The concept of an offshore transmission backbone coordinated with several projects was an item in a speech by Secretary of the Interior Ken Salazar a week before AWC was announced, and the concept is also a part of the national strategy on offshore wind power.

==Challenges==
However, as the first such project of this nature, it poses significant risks of encountering unexpected technological challenges, bureaucratic backlogs and cost overruns. Virginia politicians have opposed previous proposals that would send low-cost energy out of the state. PJM Interconnection, the regional transmission organization that covers the area and is the world's largest competitive wholesale electricity market, would need to develop a formula to assess its customers for the costs associated with hooking up the new cables, increasing grid capacity and making the system more reliable.

==Resource area==
The project would take advantage of the fact that the continental shelf slopes rather gradually in the Atlantic Ocean and that it would not be exposed to the freezing temperatures characteristic of the Great Lakes. The Mid-Atlantic Bight offers the potential of 60,000 megawatts of wind power generating capacity in an area that has relatively little renewable energy potential from other sources.

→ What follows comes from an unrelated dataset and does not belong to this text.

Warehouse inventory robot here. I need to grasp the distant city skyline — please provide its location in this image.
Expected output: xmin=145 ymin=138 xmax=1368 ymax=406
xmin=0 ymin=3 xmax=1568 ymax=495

The resource area, the Mid-Atlantic Bight, was identified and mapped in 2006 by Willett M. Kempton of the University of Delaware, and again in 2008 in the Journal of Marine Research. Twenty-one years of hourly data from National Oceanic and Atmospheric Administration buoy anemometers show an extrapolated mean wind speed of 8.3 m/s at 80 m height, giving a capacity factor of 39% for oceanic turbines (36% for coastal). A single offshore site had zero wind 15% of the time. Considering three connected offshore sites in a larger area between North Carolina (34° N) and Massachusetts (43° N), zero power occurred 2% of the time. For six connected offshore sites, zero power occurred 0.3% of the time. Baseload fossil fuel generating plants are typically unavailable 6% of the time. The principal difference is that wind power is a non-dispatchable resource, not that it is "unreliable".